Topical areas of geoscience education research are listed below, with an emphasis on GER at the undergraduate level and research areas that can inform best practices of teaching and learning. They include topics that are important to all discipline-based education research (DBER), as well as specialized topics that are more specific to teaching and learning about the Earth. This list was informed by the NRC analysis of discipline-based education research (Singer et al., 2012), focus group discussions of geoscience education researchers and practitioners at the 2015 GER workshop, survey results from the 2016 GER, the Wingspread report (Acrobat (PDF) 879kB Sep3 16) (Manduca et al., 2003), the Earth in Mind II Synthesis report (Kastens and Manduca, 2012), and a paper by Lewis and Baker (2010) in the Journal of Research in Science Teaching. We recognize that some of the topical areas listed below are intertwined and overlap, and that some topics have multiple scales of investigation. The bullet points below each GER topic are examples that illustrate the scope of the topic, and are not a complete list.
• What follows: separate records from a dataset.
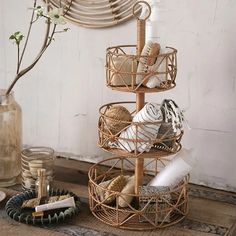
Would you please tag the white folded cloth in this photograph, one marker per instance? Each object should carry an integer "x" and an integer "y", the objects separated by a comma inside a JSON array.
[{"x": 146, "y": 132}]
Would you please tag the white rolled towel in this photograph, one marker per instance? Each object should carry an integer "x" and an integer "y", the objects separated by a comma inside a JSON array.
[{"x": 146, "y": 132}]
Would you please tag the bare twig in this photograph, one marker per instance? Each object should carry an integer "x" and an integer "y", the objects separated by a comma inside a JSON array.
[
  {"x": 18, "y": 58},
  {"x": 27, "y": 37}
]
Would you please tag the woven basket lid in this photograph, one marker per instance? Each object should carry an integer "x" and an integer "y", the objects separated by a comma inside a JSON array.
[{"x": 97, "y": 13}]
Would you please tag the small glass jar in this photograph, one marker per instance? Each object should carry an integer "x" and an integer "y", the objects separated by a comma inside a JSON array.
[
  {"x": 42, "y": 184},
  {"x": 33, "y": 159},
  {"x": 10, "y": 139}
]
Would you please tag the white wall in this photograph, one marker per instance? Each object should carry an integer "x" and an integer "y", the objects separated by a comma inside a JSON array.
[{"x": 60, "y": 97}]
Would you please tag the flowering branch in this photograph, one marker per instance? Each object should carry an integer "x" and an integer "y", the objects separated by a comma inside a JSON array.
[{"x": 55, "y": 17}]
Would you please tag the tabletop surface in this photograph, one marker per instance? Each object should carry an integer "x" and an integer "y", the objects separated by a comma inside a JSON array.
[{"x": 212, "y": 212}]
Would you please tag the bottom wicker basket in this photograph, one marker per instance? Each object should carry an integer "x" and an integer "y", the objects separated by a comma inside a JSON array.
[{"x": 143, "y": 211}]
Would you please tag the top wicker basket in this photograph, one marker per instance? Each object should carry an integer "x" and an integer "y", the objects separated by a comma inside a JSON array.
[{"x": 128, "y": 72}]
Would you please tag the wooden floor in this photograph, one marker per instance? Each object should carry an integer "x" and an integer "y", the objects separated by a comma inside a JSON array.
[{"x": 212, "y": 212}]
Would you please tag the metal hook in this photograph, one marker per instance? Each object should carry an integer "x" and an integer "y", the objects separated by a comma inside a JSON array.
[{"x": 135, "y": 12}]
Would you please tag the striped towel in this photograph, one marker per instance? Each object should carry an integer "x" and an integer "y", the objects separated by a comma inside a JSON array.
[{"x": 146, "y": 132}]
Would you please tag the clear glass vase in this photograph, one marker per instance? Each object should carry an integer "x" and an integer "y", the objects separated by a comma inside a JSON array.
[{"x": 10, "y": 139}]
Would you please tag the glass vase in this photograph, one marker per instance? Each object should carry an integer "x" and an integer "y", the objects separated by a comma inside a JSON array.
[{"x": 10, "y": 139}]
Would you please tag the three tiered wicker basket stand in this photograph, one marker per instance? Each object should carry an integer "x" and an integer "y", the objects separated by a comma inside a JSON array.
[{"x": 140, "y": 209}]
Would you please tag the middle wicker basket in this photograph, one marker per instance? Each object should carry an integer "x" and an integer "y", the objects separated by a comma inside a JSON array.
[{"x": 126, "y": 138}]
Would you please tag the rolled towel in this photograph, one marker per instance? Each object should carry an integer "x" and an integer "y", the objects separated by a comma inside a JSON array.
[
  {"x": 172, "y": 114},
  {"x": 146, "y": 132}
]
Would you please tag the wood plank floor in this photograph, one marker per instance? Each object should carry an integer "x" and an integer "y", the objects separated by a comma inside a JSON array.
[{"x": 212, "y": 212}]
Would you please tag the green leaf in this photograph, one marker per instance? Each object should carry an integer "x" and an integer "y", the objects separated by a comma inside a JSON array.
[
  {"x": 20, "y": 37},
  {"x": 12, "y": 37}
]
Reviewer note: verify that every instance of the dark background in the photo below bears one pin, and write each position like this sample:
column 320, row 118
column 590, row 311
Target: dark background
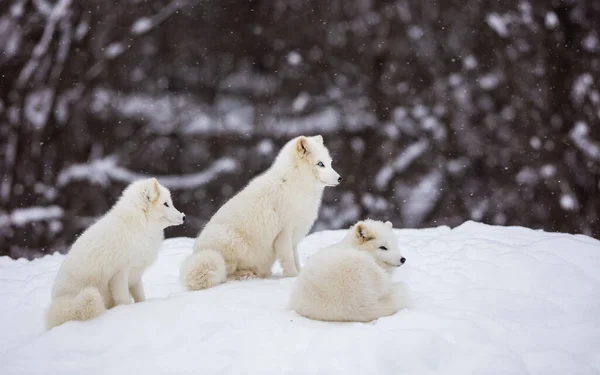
column 436, row 112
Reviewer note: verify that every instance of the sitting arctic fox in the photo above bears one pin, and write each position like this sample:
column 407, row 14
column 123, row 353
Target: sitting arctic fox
column 351, row 280
column 264, row 221
column 105, row 264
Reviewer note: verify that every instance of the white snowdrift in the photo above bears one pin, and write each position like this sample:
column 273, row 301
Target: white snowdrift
column 484, row 300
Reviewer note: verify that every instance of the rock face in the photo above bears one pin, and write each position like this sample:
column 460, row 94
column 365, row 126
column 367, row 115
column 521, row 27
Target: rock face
column 471, row 289
column 437, row 112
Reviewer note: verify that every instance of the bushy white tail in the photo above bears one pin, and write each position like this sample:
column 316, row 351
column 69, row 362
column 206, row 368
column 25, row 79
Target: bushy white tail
column 86, row 305
column 203, row 269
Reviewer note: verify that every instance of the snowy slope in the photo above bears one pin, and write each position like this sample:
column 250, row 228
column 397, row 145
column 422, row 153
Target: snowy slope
column 484, row 300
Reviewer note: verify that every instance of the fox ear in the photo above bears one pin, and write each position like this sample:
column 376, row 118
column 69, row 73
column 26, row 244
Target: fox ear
column 302, row 146
column 362, row 232
column 152, row 190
  1. Students' conceptual understanding of content in geoscience courses
    • Conceptual understanding: focus on content knowledge, Earth science, climate, ocean, and atmosphere literacy
    • Misconceptions and preconceptions
    • Learning progressions
    • Systems thinking / complexity
    • Concept inventories
    • Focus on particular sub-fields of geoscience (e.g., geomorphology, oceanography)
  2. Cognitive domain and problem solving in geoscience courses
    • Problem-solving, including solving of interdisciplinary problems
    • Quantitative reasoning
    • Temporal reasoning
    • Spatial reasoning (e.g., GIS)
    • Using and understanding models, simulations, and visualizations of Earth processes
    • Expert-novice spectrum
    • Promoting transfer to new learning situations or settings
  3. Instructional strategies to improve geoscience learning in different settings and with different technologies
    • Design, use, and evaluation of different instructional strategies and their effectiveness in various settings (e.g., large lecture, lab)
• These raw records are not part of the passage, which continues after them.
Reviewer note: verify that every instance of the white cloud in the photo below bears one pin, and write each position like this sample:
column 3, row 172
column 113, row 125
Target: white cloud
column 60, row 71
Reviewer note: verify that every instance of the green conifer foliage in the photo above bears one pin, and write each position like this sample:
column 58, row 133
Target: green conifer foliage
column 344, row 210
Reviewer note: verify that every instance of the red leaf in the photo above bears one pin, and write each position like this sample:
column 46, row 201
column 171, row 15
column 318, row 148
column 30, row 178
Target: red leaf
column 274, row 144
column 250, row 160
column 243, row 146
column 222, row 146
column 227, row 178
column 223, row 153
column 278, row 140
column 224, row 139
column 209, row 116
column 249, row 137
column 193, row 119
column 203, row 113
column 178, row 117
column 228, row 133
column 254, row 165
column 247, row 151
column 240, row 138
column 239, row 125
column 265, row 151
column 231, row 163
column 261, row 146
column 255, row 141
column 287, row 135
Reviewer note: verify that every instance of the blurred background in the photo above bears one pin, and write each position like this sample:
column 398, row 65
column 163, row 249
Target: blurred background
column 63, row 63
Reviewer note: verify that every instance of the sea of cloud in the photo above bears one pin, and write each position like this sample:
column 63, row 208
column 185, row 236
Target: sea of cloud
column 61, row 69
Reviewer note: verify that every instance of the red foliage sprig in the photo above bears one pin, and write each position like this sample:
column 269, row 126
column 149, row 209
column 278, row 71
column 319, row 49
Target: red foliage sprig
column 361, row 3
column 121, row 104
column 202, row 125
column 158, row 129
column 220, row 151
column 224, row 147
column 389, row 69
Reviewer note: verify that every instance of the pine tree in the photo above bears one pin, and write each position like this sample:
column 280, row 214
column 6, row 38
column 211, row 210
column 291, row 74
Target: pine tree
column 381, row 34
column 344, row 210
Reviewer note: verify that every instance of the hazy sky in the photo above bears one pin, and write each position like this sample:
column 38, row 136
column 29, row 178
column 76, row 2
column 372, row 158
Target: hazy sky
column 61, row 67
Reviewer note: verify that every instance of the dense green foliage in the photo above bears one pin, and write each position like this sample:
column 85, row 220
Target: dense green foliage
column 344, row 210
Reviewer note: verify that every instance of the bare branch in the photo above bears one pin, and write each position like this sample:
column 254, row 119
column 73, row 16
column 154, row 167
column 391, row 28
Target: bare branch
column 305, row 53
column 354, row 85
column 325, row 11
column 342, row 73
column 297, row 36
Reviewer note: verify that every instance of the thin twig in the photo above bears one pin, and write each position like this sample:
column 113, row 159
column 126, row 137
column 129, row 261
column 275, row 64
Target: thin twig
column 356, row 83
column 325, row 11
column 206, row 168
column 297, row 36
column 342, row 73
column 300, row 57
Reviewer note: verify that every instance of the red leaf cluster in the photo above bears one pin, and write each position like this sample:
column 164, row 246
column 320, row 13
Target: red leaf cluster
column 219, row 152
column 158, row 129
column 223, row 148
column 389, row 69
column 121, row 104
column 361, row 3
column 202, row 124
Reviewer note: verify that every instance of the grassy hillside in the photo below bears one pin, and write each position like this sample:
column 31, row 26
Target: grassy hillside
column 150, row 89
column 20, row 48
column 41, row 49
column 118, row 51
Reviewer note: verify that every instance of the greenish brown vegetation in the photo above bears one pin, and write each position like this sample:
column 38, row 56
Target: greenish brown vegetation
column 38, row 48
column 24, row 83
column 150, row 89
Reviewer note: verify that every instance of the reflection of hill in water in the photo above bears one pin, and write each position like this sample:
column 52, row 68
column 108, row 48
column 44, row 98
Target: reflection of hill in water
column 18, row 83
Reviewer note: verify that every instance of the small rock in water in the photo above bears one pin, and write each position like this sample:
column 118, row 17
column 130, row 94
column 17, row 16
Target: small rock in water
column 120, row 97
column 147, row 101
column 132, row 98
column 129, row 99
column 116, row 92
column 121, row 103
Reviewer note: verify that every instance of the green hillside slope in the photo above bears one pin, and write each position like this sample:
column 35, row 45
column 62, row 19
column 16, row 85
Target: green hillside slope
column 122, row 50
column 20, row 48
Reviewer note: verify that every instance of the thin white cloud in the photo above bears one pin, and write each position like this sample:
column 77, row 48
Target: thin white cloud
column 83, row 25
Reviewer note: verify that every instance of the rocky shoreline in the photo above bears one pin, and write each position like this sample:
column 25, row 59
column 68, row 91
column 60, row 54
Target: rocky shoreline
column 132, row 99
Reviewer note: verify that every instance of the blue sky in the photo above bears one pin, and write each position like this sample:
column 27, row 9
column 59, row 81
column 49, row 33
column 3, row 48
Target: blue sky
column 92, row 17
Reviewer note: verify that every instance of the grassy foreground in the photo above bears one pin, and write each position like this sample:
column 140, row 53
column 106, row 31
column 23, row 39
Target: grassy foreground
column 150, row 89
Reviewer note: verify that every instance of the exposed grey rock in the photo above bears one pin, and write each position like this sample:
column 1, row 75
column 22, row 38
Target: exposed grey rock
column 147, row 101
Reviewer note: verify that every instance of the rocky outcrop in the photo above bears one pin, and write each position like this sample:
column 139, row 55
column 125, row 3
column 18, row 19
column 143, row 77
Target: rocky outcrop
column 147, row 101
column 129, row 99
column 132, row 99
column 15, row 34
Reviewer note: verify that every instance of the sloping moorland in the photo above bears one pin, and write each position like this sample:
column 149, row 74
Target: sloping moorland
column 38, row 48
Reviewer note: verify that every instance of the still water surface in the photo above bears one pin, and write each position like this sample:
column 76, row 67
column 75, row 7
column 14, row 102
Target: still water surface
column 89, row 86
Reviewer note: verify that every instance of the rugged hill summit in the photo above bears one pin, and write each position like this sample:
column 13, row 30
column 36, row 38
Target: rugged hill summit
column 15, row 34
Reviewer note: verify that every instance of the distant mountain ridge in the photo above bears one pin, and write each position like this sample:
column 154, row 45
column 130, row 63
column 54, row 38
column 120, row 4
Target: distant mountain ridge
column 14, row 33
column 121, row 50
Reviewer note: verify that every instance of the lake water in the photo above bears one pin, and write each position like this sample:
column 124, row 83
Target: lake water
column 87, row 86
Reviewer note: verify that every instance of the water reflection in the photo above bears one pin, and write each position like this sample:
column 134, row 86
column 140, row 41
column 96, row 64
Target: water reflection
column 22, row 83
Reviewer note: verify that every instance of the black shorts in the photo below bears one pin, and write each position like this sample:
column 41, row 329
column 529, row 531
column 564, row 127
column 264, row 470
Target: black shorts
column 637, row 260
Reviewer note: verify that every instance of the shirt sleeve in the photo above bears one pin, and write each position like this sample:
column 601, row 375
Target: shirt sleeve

    • Role of technology (e.g., on-line, hybrid learning, e-learning)
    • Teaching and learning with large complex online datasets
    • Place-based and cross-cultural geoscience learning
  4. Geoscience students' self-regulated learning / metacognition
    • Encouraging students to think about their learning
    • Basic learning assessment methods: Minute papers, knowledge surveys, etc.
    • Developing students' study skills
  5. The affective domain and the geosciences
    • Attitudes, motivations, and values of students in geoscience courses
    • Attitudes of geoscientist faculty towards students' career paths (e.g., K-12 teaching career vs science career)
    • Attitudes of geoscience faculty towards inquiry-based teaching methods
    • Science/math self-efficacy
    • Beliefs (e.g., about evolution, climate change)
    • Strategies to promote motivation or provide materials and opportunities that students value or find relevant
  6. Access and success of under-represented groups in the geosciences
    • Recruitment and retention of geoscience students and faculty
    • Socio-cultural influences on access and success in the geosciences
    • The role of mentoring in the geosciences
    • Broadening participation, diversity and inclusion
    • Access and success at different scales (e.g., courses, programs, community)
  7. Nature of science / nature of geoscience
    • Developing geoscience expertise (knowledge and skills geoscientists use when working on complex, field-and data-based problems and the novice-expert continuum)
    • Teaching nature of science throughout the curriculum (e.g., introductory to upper-level learning progressions)
    • Using research and research-like experiences
  8. Elementary, middle, and secondary Earth science teacher education
    • Pre-service teacher preparation
    • In-service teacher professional development
    • Development and assessment of NGSS curriculum
  9. Tranining and professional development of graduate students and college/university geoscience educators
    • Preparation and continuing professional development for geoscience faculty
    • Preparation of geoscience and geoscience education graduate students
    • Preparation and professional development of teaching assistants
    • Strategies for promoting changes in faculty practice at different scales (e.g., individuals, departments, programs, institutions, communities)
  10. Geoscience informal education and geoscience literacy
    • Influence of geoscience informal education on public attitudes and understanding of Earth processes and hazards (e.g., climate change, earthquakes)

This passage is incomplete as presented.